Oh, j’avoue que je suis bien embarrassé. Tricher ? Sur quoi ? Aux dépens de qui ? Comment ça marche se serait écrié Michel Chevalet ?
C’est dingue, voyez-vous, il fait très beau, un temps à bâtir un putain de château de sable bling-bling sur une plage bretonne, et moi, comme un crétin, je suis là, avec cette ... – comment dire ? – cet aveu, peut-être, ou cette maladresse plus certainement :
On peut tricher pendant un an”.
Ça m’obsède.
Nonobstant, si nous continuons sur ce chemin, absurde, dois-je vous le rappeler, nous validerions le fait que, ma foi, même dans une République irréprochable, on peut tricher. Mais pas plus d’un an.
Et ensuite, il se passe quoi (comme dirait un tricheur prénommé Charles ..) ?
Eh bien, toujours par l’absurde, imaginons sur une période de 20 ou 25 ans, un relai, tel le relai 4x100m. Admettons que ça doit être du même ordre. Un politique lambda triche et, au bout d’un an, hop, il passe le bâton à un coéquipier (donc, de la même famille politique) qui, à son tour, triche pendant un an (mettons : sur les mêmes dossiers) et ainsi de suite.
Vous me suivez dans cette métaphore sportive ? Ce raisonnement complètement absurde ?
Et là vous dites, je sais : c’est bien joli, mais où va-t-on ?
Je vous répondrais que nous, on ne sait pas. Mais eux, ceusses qui courent avec le bâton, ils le savent.
Le problème c’est que si un des gars du relai se plante, logiquement, il va pas vouloir se planter tout seul. Il va balancer. Un tantinet.

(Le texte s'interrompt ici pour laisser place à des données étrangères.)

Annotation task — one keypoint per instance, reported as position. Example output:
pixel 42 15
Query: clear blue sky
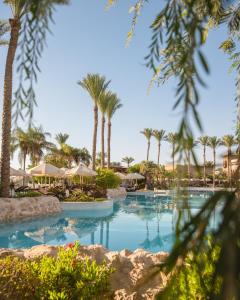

- Oh mais moi, je f'sais juste que porter le bâton. C'est tout !
- Et qui vous l’a filé, ce bâton ?
- Ben … C’est machin, qui lui-même l’a hérité de truc, qui lui, l’avait hérité de Marcel.
- Marcel ? Cet homme "intègre", "honnête", qu’a pas la gueule à … Et que tout le monde "connaît par cœur" ?
- Ben oui.
Je sais, c’est absurde. Mais c’est l’été. Faut bien s’amuser un peu. Ça occupe. Mais tout de même, c’est fou non, jusqu’où une malheureuse phrase peut nous conduire ? Certes, et je suis pleinement d’accord avec vous : nulle part.
Mais c’est rigolo.
Ah, bel absurde, quand tu nous tiens !
Cela dit, maintenant qu’on s’est bien marré avec cette phrase venue de Chantilly, j’ai une question qui me taraude, et qui là, ne me semble pas le moins du monde absurde, et qui s’énonce ainsi :
A votre avis, combien de temps encore, vont-ils nous prendre pour des benêts de compétition ?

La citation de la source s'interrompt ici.